Salcombe named Britain's priciest seaside town as coastal house prices rise

The price of coastal homes has risen by 42 per cent over the last decade

"Oh I do like to be beside the seaside." Well, you might like it even more if you live in the South Devon coastal town of Salcombe.

In a study by the Halifax, Salcombe, which is about 30 miles east of Plymouth, was ranked as the most expensive place to live by the sea in Britain.

The place dubbed “Chelsea-on-Sea” has outranked other coastal towns, such as Sandbanks in Poole and Padstow in Cornwall, to become Britain’s priciest seaside town.

According to the study, the average price for a house in the town at the mouth of the Kingsbridge estuary had risen to £615,000, nearly £50,000 more than the average house price in second-placed Sandbanks – where the average house price was measured at £574,000.

Noted for its picturesque views and natural beauty, Salcombe has become a popular holiday destination for people in the summer months and from May to September it can see its population balloon from just over 2,000 to 20,000 residents.

 

Among those who often holiday in Salcombe are a host of celebrities including Michael Parkinson and Kate Bush who both own holiday homes there.

Some residents have criticised the impact rich property owners are having on Salcombe’s house prices.  

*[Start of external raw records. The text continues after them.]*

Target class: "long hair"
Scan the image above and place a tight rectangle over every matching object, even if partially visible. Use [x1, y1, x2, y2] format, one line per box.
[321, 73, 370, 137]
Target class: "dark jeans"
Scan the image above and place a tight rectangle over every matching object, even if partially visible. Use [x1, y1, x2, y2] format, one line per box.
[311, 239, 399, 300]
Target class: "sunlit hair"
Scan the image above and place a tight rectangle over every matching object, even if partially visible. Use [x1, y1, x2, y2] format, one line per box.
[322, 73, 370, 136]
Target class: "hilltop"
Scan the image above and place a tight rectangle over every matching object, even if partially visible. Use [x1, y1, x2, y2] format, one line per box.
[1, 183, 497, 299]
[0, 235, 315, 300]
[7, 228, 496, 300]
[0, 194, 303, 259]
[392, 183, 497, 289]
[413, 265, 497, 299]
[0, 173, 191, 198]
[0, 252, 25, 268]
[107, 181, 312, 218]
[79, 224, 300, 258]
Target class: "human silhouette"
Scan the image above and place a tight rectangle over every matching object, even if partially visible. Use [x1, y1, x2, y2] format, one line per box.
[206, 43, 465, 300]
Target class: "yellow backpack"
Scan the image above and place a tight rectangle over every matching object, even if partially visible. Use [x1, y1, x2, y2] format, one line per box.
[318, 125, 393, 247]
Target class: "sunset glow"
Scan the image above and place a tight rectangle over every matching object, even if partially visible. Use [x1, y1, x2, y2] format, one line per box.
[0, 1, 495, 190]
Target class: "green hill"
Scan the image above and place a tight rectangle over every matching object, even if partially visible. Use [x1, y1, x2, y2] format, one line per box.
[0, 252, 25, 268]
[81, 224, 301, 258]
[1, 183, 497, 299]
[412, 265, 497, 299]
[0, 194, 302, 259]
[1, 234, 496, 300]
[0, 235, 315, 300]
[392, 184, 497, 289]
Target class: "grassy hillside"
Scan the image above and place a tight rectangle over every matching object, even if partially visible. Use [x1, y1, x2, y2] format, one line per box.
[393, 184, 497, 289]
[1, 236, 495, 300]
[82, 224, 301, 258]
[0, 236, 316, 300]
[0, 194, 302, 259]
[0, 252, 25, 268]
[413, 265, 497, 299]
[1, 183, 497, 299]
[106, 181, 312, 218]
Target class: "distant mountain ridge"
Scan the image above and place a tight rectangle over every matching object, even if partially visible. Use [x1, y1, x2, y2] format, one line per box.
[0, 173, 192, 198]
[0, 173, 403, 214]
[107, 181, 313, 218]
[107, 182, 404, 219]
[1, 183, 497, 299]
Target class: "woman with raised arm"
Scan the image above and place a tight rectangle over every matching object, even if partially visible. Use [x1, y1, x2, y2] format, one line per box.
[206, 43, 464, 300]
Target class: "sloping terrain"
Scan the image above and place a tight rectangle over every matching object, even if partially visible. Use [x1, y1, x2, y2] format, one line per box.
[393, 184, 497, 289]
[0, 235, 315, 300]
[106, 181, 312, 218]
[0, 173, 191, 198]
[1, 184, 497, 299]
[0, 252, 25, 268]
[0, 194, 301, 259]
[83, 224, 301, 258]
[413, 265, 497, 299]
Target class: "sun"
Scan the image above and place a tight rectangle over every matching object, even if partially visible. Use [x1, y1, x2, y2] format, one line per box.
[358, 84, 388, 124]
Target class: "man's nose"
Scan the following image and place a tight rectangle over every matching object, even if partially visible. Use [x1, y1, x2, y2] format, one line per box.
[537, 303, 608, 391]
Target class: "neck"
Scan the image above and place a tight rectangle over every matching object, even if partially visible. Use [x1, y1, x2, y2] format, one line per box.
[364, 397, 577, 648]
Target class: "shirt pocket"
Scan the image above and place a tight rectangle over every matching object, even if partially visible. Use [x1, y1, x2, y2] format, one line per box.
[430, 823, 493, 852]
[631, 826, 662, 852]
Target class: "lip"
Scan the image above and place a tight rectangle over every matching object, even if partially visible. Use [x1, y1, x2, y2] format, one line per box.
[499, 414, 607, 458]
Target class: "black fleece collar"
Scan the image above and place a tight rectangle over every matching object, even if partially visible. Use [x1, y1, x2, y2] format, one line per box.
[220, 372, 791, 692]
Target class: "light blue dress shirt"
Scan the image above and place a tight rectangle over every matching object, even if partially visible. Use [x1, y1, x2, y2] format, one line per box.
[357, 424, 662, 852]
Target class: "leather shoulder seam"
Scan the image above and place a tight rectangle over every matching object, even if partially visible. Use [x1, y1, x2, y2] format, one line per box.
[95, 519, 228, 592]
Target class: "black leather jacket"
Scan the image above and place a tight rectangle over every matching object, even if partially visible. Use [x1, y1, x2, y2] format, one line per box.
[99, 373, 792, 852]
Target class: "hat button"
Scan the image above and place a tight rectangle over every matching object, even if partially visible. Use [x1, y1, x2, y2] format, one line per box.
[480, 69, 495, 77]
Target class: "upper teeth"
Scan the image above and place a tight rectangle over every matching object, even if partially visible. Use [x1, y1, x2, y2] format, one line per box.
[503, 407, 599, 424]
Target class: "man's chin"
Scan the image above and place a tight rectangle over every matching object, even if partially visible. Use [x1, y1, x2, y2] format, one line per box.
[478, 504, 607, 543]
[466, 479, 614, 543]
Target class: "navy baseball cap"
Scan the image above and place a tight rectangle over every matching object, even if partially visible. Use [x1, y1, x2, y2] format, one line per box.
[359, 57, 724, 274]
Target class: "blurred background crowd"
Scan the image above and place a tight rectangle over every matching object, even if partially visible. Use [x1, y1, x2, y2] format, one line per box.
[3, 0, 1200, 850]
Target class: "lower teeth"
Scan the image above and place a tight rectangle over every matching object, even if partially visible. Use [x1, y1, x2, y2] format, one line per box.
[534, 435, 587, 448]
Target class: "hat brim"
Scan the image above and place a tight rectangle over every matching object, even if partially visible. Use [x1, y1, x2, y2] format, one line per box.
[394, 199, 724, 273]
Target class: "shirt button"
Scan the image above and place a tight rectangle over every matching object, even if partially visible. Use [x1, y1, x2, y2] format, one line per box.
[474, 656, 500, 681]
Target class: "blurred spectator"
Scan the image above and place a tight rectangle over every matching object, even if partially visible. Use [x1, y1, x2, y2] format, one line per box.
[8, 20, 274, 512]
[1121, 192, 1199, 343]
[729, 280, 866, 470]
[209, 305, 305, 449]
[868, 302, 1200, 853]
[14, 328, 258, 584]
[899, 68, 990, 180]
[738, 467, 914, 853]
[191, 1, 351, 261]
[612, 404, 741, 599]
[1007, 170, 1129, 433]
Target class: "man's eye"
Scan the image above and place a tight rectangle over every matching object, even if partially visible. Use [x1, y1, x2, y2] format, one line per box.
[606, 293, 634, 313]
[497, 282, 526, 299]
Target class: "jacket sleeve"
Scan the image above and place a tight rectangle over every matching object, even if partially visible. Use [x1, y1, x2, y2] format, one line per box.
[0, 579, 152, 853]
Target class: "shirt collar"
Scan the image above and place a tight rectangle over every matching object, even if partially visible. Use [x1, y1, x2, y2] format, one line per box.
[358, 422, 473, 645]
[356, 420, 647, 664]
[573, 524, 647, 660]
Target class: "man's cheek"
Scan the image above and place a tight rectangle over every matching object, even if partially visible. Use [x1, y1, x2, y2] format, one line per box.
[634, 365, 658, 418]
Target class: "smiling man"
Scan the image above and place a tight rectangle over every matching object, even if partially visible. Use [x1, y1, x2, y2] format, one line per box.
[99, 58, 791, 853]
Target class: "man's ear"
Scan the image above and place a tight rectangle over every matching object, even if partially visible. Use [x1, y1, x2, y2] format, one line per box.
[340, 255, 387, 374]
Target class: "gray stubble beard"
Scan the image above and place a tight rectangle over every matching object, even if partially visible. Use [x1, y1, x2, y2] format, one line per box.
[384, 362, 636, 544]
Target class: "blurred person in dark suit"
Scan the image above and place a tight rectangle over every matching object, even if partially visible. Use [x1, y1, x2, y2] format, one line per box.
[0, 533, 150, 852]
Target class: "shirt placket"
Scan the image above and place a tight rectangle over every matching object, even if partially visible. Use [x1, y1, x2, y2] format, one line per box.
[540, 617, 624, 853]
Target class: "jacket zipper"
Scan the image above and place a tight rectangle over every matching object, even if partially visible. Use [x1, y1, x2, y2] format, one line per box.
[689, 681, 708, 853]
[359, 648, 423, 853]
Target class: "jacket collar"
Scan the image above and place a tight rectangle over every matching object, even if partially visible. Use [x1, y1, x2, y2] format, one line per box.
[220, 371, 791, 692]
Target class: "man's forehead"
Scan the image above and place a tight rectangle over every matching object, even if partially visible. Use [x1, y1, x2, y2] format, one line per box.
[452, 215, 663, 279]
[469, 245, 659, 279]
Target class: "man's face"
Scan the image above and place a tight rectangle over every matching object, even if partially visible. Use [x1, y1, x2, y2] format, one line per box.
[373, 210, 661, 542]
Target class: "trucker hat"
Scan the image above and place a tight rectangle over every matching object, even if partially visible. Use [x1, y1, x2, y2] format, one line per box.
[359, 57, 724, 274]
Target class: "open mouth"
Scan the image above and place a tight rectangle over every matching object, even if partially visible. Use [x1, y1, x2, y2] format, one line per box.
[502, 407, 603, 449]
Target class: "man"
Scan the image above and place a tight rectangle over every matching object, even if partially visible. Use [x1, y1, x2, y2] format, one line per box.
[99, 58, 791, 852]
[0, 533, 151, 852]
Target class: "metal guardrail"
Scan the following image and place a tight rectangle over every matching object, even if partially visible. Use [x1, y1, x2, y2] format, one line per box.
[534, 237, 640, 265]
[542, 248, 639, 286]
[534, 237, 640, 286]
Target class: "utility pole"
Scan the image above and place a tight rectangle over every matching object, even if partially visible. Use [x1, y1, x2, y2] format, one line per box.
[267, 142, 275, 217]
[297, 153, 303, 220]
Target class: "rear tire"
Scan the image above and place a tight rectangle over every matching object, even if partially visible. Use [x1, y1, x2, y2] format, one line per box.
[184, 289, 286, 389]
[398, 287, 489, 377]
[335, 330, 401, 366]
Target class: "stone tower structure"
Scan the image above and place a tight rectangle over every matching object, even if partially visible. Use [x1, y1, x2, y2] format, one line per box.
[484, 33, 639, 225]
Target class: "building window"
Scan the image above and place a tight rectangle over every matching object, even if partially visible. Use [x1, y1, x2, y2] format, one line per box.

Rob Wheeler, town councillor and former mayor of Salcombe, said that the house prices in Salcombe were “on steroids” due to numerous millionaires and second home owners willing to pay six figure sums for properties in the town.

He said that this “house building frenzy” was failing to meet the demand in more affordable housing for locals.

The rise in house prices in Salcombe is part of a wider increase in property prices across Britain’s coastal towns.

According to the Halifax study, over the past decade coastal house prices had risen by nearly 42 per cent and now on average a coastal home would set you back nearly £200,000.

Seaside towns on the south coast seem to be doing best out of the boom, with places like Lyme Regis, Dartmouth and Wadebridge all seeing their average house price increase by £500 a month in the last decade.

Despite this, the average coastal property is still £42,000 lower than the average inland house, with your average non-coastal home costing £240,000.